489.3
Refugee Catastrophe, Ethno-National Conflict and the Crisis of Democracy

Thursday, 19 July 2018: 16:00
Location: 202D (MTCC NORTH BUILDING)
Oral Presentation
Azril BACAL ROIJ, Uppsala University, Sweden
The aim of this theoretical study is to understand the relationship between the refugee catastrophe, the increase of nationalism, inter-ethnic conflict and violence and the crisis of democracy in the 21st Century. The refugee catastrophe alludes to the estimated 70 million migrants/refugees expelled from their homes and home countries by a complex set of factors, such as: global and national inequalities, climate change, growing xenophobia, inter-ethnic conflict and violence. The increase of nationalism refers to the appeal of "essentialist," "communalistic" notions, and mythical claims of imagined "volks" and "nations," which ignites "normal" ethnocentrism to its heights.

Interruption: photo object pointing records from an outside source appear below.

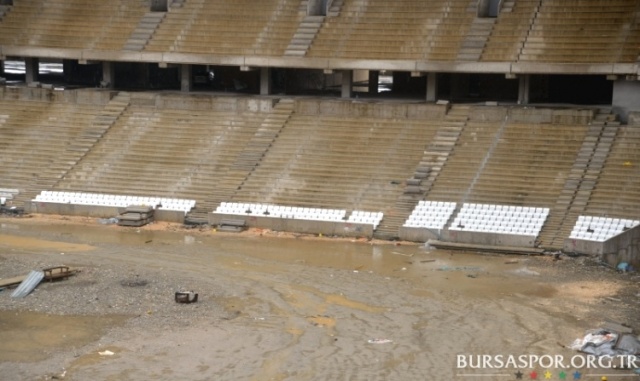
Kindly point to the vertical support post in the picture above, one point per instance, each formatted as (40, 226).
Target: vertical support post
(108, 75)
(265, 81)
(432, 87)
(31, 66)
(347, 83)
(186, 83)
(374, 78)
(523, 89)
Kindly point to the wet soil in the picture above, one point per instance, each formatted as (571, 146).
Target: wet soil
(275, 306)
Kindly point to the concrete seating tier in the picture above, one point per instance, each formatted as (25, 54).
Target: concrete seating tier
(281, 211)
(222, 27)
(345, 161)
(574, 31)
(165, 151)
(501, 219)
(121, 201)
(524, 165)
(430, 215)
(401, 29)
(7, 194)
(509, 32)
(81, 24)
(33, 135)
(617, 190)
(457, 174)
(364, 217)
(600, 229)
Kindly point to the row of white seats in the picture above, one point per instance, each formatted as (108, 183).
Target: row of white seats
(501, 219)
(121, 201)
(600, 229)
(430, 214)
(506, 208)
(363, 217)
(427, 204)
(279, 211)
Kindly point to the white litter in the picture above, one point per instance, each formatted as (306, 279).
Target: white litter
(379, 341)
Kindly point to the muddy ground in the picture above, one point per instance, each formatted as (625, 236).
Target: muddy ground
(276, 306)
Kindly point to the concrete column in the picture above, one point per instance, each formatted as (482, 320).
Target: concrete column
(374, 78)
(523, 89)
(432, 87)
(186, 83)
(31, 67)
(108, 75)
(347, 83)
(626, 98)
(265, 81)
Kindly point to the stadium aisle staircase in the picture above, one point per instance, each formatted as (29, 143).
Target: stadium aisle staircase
(78, 147)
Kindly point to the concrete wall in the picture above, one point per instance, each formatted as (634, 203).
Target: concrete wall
(582, 246)
(86, 96)
(488, 239)
(328, 228)
(625, 247)
(626, 98)
(95, 211)
(208, 102)
(418, 234)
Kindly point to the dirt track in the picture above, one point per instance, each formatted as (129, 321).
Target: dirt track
(283, 308)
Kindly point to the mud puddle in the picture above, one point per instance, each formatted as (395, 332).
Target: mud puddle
(30, 337)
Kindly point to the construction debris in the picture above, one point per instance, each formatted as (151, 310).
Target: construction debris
(28, 284)
(136, 216)
(186, 297)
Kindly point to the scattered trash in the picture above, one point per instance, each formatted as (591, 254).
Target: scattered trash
(603, 342)
(58, 272)
(28, 284)
(186, 297)
(624, 267)
(134, 283)
(379, 341)
(458, 268)
(59, 376)
(136, 216)
(526, 271)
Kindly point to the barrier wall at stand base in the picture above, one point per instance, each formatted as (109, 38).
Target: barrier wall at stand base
(489, 239)
(414, 234)
(623, 247)
(96, 211)
(294, 225)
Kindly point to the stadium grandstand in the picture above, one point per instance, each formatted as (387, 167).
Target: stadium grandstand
(479, 122)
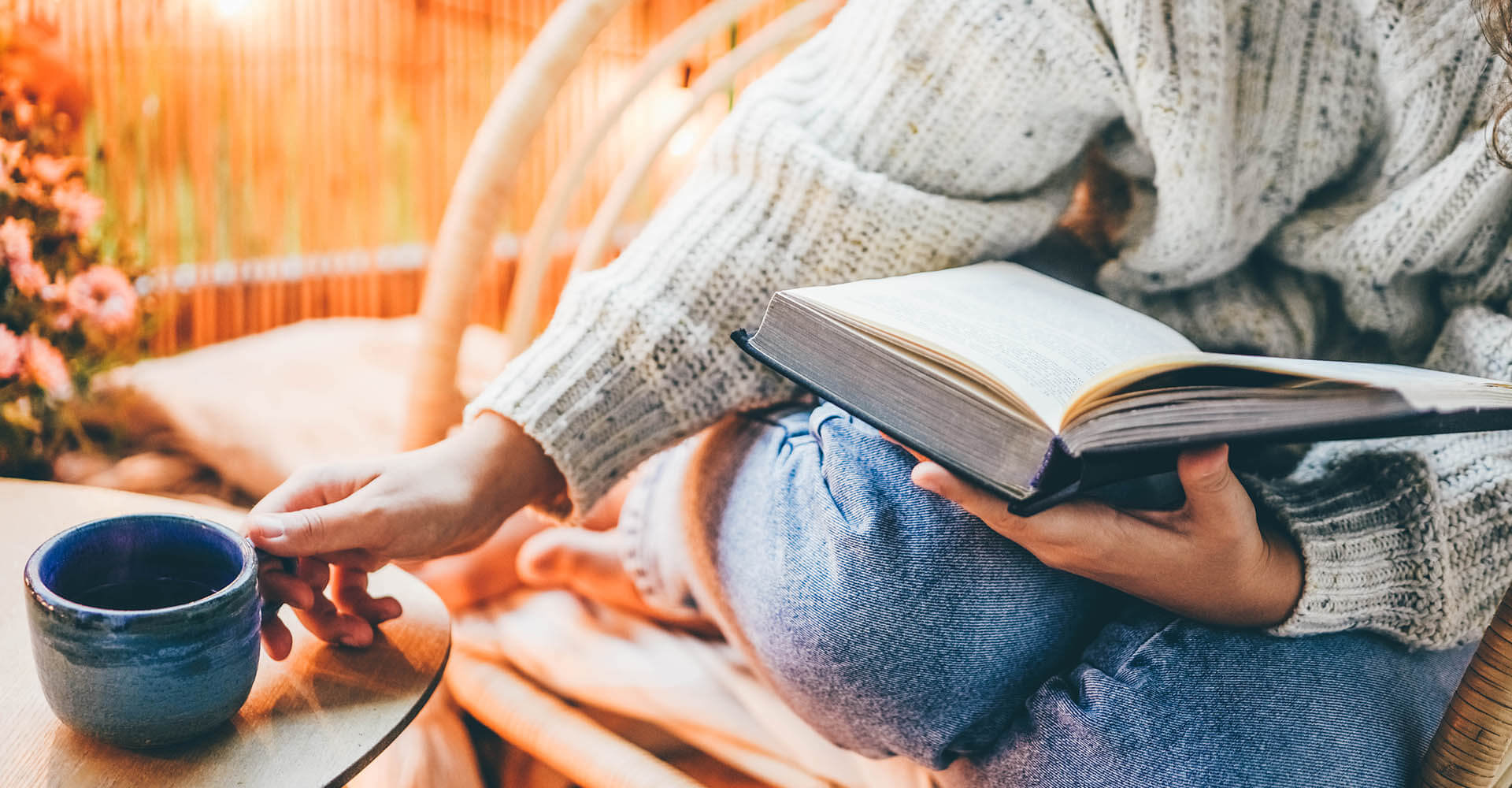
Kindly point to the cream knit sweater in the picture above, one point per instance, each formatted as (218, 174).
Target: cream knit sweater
(1314, 180)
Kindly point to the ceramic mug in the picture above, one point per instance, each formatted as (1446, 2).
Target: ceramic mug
(144, 626)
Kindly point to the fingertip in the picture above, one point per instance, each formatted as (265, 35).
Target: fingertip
(277, 640)
(1203, 462)
(265, 530)
(928, 475)
(358, 637)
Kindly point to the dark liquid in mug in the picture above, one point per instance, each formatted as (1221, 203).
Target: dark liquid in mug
(144, 593)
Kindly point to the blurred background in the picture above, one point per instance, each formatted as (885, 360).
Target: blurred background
(188, 174)
(269, 161)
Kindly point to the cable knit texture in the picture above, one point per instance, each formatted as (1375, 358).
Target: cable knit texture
(1314, 177)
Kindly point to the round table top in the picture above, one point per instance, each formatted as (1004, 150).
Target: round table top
(315, 719)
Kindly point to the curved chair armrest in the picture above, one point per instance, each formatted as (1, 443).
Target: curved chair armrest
(473, 209)
(1473, 745)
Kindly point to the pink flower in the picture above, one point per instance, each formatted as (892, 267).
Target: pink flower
(105, 299)
(79, 209)
(16, 241)
(24, 113)
(11, 156)
(52, 169)
(46, 366)
(16, 250)
(9, 353)
(28, 277)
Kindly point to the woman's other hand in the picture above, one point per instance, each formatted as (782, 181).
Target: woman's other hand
(1209, 560)
(345, 521)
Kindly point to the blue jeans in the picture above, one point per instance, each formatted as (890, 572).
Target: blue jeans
(897, 623)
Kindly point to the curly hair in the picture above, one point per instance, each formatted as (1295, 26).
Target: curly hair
(1495, 24)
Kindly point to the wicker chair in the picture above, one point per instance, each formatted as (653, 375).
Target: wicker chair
(524, 714)
(1473, 745)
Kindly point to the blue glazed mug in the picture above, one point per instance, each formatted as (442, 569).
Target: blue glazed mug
(144, 626)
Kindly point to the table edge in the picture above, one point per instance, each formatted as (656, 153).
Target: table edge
(404, 723)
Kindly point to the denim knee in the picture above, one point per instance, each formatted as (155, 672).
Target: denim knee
(1166, 702)
(891, 619)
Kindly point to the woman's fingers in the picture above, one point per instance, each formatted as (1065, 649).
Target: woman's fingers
(286, 590)
(328, 623)
(310, 531)
(1214, 493)
(358, 559)
(1073, 536)
(350, 592)
(318, 488)
(277, 640)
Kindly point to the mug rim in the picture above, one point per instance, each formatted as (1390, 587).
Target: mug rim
(49, 598)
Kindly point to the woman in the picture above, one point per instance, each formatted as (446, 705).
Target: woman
(1310, 179)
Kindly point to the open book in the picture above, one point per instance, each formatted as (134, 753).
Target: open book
(1040, 391)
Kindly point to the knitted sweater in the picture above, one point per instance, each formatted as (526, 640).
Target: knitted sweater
(1313, 180)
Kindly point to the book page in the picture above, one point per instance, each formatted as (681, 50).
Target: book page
(1025, 335)
(1423, 389)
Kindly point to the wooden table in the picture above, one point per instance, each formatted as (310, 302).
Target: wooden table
(315, 719)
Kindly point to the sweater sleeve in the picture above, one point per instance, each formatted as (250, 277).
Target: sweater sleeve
(905, 136)
(1410, 537)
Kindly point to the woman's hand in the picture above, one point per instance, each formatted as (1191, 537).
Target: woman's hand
(1209, 562)
(346, 521)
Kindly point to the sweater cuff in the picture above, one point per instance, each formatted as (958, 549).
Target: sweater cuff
(588, 413)
(1361, 567)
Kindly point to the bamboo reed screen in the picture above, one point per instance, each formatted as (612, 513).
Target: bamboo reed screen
(286, 159)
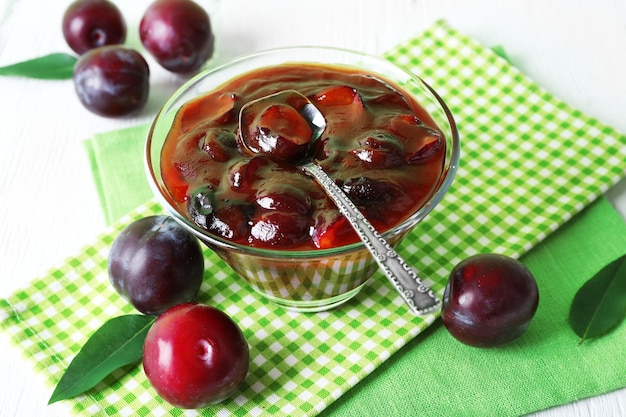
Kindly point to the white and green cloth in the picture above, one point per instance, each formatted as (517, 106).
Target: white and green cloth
(529, 164)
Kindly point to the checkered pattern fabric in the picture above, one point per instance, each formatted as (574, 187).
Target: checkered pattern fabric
(529, 163)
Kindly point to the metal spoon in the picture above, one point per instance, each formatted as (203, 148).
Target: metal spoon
(418, 296)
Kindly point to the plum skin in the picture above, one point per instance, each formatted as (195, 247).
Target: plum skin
(88, 24)
(178, 34)
(112, 80)
(195, 355)
(155, 264)
(489, 300)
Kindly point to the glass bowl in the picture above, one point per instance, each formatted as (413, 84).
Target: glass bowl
(311, 280)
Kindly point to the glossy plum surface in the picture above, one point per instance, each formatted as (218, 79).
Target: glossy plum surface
(88, 24)
(195, 355)
(178, 34)
(232, 157)
(489, 300)
(112, 81)
(155, 264)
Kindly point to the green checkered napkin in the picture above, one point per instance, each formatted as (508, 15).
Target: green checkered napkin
(529, 163)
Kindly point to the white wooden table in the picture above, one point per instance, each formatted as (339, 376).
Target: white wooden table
(48, 204)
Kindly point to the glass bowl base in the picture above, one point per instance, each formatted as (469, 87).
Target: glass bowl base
(312, 306)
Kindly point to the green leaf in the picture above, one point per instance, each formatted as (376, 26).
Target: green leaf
(57, 66)
(600, 304)
(117, 343)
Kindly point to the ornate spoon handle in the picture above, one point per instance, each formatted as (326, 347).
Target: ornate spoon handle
(417, 295)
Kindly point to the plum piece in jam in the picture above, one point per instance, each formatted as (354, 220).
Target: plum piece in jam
(379, 145)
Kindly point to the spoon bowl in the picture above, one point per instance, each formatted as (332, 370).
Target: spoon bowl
(258, 138)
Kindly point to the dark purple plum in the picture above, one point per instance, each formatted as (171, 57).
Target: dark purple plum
(112, 81)
(88, 24)
(178, 34)
(155, 264)
(489, 300)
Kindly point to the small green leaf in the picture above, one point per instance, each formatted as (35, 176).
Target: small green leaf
(57, 66)
(117, 343)
(600, 304)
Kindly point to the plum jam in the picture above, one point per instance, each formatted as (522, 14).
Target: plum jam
(379, 145)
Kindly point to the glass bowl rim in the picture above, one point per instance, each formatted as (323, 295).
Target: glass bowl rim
(436, 196)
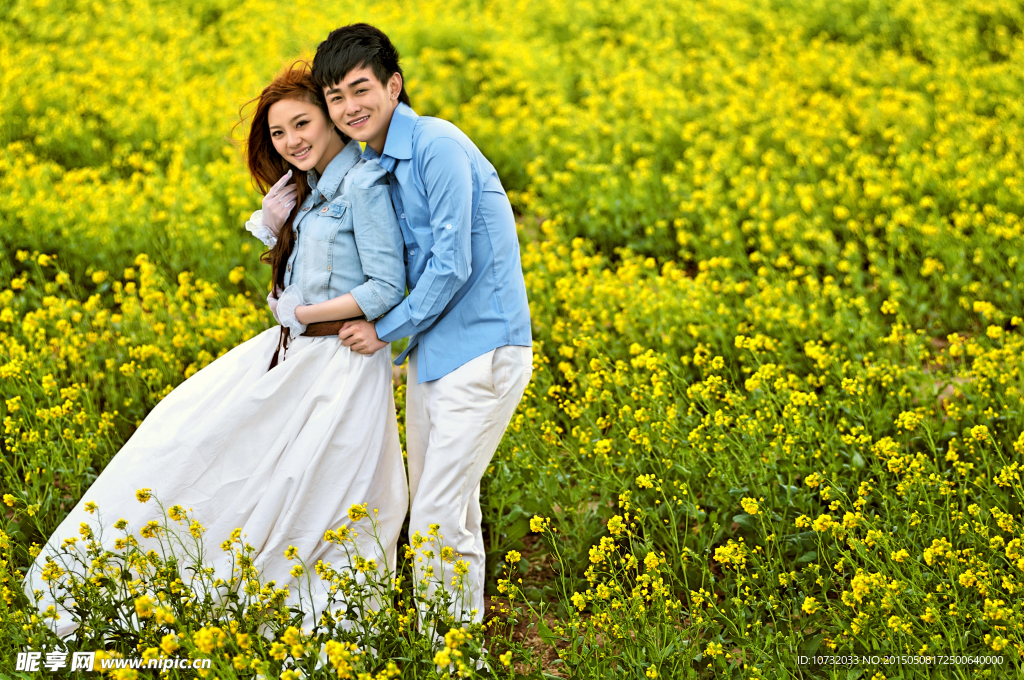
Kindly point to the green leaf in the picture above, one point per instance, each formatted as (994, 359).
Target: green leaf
(545, 633)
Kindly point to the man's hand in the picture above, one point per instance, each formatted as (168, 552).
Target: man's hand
(360, 337)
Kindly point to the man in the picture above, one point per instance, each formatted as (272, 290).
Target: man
(470, 353)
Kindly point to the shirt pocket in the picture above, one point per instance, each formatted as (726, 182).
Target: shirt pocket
(320, 231)
(328, 220)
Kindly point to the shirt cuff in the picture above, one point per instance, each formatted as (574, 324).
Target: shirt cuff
(256, 227)
(370, 302)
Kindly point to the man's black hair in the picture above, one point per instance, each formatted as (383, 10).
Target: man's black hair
(356, 46)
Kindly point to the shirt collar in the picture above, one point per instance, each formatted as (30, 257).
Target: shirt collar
(398, 145)
(327, 185)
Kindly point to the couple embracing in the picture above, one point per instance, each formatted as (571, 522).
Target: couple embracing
(284, 433)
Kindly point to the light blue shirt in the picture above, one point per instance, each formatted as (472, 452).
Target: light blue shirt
(467, 294)
(348, 240)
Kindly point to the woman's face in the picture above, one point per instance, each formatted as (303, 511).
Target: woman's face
(301, 133)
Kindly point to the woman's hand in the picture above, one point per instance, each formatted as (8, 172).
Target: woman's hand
(278, 203)
(287, 303)
(271, 300)
(360, 337)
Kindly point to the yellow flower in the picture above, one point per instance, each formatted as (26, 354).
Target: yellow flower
(750, 506)
(143, 606)
(357, 512)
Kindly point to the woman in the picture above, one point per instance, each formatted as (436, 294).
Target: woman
(285, 432)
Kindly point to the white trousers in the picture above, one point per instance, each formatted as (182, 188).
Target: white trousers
(453, 427)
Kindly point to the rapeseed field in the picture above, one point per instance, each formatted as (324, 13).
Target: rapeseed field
(773, 252)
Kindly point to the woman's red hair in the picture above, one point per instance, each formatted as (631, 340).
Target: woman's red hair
(266, 165)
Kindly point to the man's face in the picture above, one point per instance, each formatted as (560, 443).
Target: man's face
(361, 105)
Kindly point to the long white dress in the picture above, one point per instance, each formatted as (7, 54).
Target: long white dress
(282, 454)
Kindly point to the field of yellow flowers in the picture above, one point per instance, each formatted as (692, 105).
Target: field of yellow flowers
(774, 252)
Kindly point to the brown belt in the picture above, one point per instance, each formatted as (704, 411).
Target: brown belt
(317, 329)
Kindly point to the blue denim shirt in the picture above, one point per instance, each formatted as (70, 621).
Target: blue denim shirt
(467, 294)
(348, 239)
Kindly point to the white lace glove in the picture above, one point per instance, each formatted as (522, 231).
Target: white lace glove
(271, 301)
(289, 300)
(260, 230)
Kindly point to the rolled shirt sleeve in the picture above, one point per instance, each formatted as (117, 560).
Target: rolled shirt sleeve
(448, 177)
(378, 241)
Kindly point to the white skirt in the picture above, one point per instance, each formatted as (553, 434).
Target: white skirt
(282, 454)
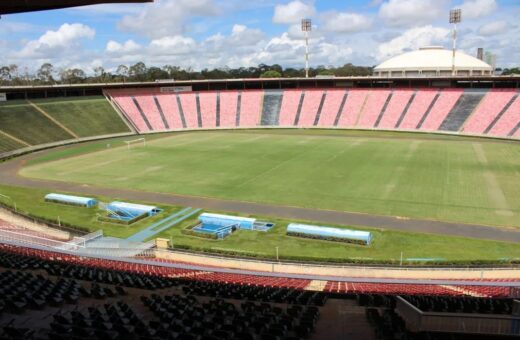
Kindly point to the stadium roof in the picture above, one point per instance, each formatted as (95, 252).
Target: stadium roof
(20, 6)
(433, 59)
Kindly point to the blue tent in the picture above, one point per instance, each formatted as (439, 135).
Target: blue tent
(74, 200)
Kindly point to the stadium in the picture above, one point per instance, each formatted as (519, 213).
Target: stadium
(384, 206)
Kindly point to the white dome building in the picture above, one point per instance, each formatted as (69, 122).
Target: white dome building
(432, 61)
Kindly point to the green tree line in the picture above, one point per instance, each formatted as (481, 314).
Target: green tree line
(47, 74)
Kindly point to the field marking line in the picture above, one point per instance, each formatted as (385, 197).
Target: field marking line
(495, 191)
(397, 174)
(277, 166)
(14, 138)
(349, 147)
(54, 120)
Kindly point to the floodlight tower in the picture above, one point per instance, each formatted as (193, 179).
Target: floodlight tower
(306, 29)
(455, 18)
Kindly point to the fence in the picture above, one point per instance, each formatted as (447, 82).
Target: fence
(481, 324)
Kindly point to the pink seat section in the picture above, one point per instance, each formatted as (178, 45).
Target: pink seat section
(311, 104)
(395, 108)
(489, 108)
(208, 109)
(419, 106)
(151, 112)
(441, 109)
(126, 103)
(375, 102)
(331, 107)
(228, 108)
(170, 110)
(189, 107)
(352, 108)
(289, 108)
(251, 108)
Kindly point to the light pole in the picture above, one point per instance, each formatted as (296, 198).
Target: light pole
(455, 18)
(306, 29)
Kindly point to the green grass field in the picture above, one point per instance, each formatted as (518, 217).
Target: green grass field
(431, 177)
(386, 246)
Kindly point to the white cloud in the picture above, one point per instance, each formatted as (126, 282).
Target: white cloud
(400, 13)
(55, 43)
(472, 9)
(413, 39)
(345, 22)
(176, 45)
(128, 47)
(292, 12)
(493, 28)
(166, 18)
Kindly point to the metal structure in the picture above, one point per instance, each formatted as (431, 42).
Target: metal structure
(455, 18)
(19, 6)
(306, 29)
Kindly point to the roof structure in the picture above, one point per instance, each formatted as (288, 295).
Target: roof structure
(432, 61)
(20, 6)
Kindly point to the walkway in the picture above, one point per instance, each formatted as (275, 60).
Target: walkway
(9, 175)
(163, 225)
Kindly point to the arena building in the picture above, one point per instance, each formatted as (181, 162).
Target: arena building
(432, 61)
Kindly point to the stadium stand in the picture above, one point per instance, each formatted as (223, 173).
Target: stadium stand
(509, 119)
(400, 99)
(434, 118)
(422, 102)
(151, 112)
(170, 109)
(208, 109)
(309, 110)
(61, 296)
(289, 108)
(375, 104)
(331, 107)
(251, 108)
(353, 108)
(228, 108)
(492, 112)
(465, 106)
(492, 104)
(473, 112)
(188, 108)
(271, 108)
(14, 118)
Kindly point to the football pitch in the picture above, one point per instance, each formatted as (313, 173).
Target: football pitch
(455, 179)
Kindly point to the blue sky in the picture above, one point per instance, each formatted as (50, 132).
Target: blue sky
(218, 33)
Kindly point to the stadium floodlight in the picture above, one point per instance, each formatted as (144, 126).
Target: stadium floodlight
(306, 29)
(455, 18)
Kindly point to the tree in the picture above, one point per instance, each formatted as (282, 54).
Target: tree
(5, 73)
(72, 76)
(138, 71)
(122, 70)
(45, 73)
(271, 74)
(510, 71)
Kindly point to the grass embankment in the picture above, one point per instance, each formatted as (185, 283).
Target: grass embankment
(386, 247)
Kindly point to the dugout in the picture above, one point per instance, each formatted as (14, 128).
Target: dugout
(71, 200)
(226, 220)
(356, 236)
(131, 210)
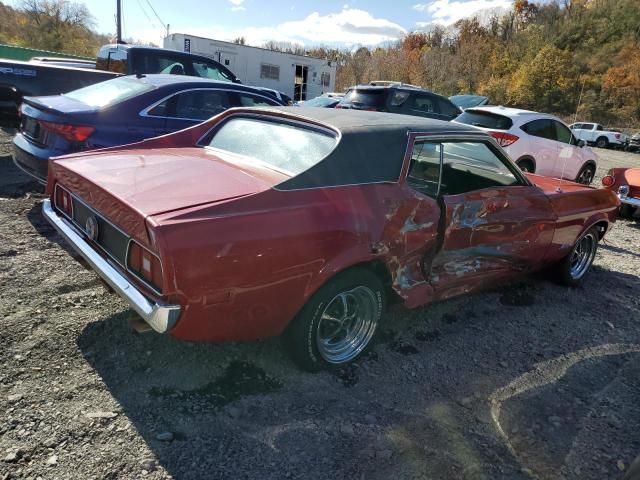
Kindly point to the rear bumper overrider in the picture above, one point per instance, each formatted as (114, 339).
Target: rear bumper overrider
(160, 317)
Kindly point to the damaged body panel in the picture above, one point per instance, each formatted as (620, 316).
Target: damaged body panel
(248, 228)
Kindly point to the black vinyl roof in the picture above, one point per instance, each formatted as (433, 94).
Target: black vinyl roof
(371, 148)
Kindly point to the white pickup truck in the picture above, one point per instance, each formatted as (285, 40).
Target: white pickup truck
(595, 134)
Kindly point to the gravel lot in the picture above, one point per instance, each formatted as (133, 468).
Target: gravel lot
(531, 380)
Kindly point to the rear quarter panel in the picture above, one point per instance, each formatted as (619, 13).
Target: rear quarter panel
(246, 267)
(578, 209)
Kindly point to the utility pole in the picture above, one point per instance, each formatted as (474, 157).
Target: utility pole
(119, 21)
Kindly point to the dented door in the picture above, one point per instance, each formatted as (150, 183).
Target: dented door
(491, 234)
(494, 225)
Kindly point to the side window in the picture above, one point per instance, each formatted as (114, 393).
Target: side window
(424, 169)
(423, 104)
(447, 108)
(469, 166)
(210, 70)
(540, 128)
(563, 134)
(150, 63)
(250, 100)
(116, 61)
(466, 167)
(193, 105)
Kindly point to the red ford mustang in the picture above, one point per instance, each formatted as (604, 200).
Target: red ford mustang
(262, 222)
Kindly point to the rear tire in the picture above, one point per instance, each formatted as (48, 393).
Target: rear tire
(526, 165)
(575, 266)
(586, 174)
(627, 211)
(338, 323)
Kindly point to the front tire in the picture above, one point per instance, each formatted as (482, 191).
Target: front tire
(575, 266)
(338, 323)
(586, 174)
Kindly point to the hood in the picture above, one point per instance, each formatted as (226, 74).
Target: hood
(157, 181)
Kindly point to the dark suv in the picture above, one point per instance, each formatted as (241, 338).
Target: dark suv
(399, 98)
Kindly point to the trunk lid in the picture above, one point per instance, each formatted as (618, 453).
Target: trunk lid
(155, 181)
(552, 186)
(59, 104)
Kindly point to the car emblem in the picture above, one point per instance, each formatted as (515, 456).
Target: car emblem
(91, 227)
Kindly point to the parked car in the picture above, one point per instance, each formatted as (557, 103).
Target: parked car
(634, 143)
(65, 62)
(120, 111)
(537, 142)
(21, 79)
(468, 101)
(395, 97)
(596, 134)
(282, 97)
(321, 102)
(305, 223)
(625, 182)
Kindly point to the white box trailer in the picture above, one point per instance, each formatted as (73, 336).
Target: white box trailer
(299, 76)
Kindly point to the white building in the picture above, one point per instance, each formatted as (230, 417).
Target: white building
(299, 76)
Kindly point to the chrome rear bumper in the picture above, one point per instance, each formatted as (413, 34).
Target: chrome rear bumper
(161, 318)
(635, 202)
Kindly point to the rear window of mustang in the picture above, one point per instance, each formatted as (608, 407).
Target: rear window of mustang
(108, 93)
(288, 148)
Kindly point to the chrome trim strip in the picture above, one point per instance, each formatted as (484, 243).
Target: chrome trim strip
(160, 317)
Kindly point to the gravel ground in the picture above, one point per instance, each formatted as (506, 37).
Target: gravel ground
(531, 380)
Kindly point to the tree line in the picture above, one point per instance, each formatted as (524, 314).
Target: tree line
(563, 56)
(568, 57)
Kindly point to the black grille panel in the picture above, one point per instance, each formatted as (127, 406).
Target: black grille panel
(112, 240)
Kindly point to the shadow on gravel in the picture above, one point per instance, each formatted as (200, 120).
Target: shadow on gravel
(15, 183)
(417, 407)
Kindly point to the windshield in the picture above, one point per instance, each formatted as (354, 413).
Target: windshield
(108, 93)
(284, 147)
(365, 98)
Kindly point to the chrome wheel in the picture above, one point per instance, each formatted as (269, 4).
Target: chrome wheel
(582, 256)
(586, 176)
(347, 324)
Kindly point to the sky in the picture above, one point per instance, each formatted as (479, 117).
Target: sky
(307, 22)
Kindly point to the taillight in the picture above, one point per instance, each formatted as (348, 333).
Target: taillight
(608, 181)
(145, 265)
(63, 201)
(504, 139)
(73, 133)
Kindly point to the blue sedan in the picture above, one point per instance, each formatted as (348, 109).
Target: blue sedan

The crisis of democracy alludes to the growth of fundamentalism and authoritarian regimes in all corners of the world: India, Russia, Turkey, Hungary, Poland, and recently the USA, accompanied by the rise of national-populism and far-right political movements and parties in all corners of the world. The poor management of a similar refugee crisis in the past century, accompanied by the growth of nationalism, fascism and nazism, produced the most violent century in world history. If these developments are not better managed, in a humane and democratic way, the likely outcomes in the 21st Century are to be feared. What to do? For a short time, policies such as the "New Deal" helped to confront the systemic crisis of the 30s, same as the welfare societies in the post-war period, ECOSOC at the time the UN was created, namely, development to diminish the socio-economic gap between the haves and have nots, as a platform to sustain democracy, might be looked anew - as an urgent alternative to global militarization and violence, before is too late. Is another world possible? The answer lies in each and all of us, sociologists or not.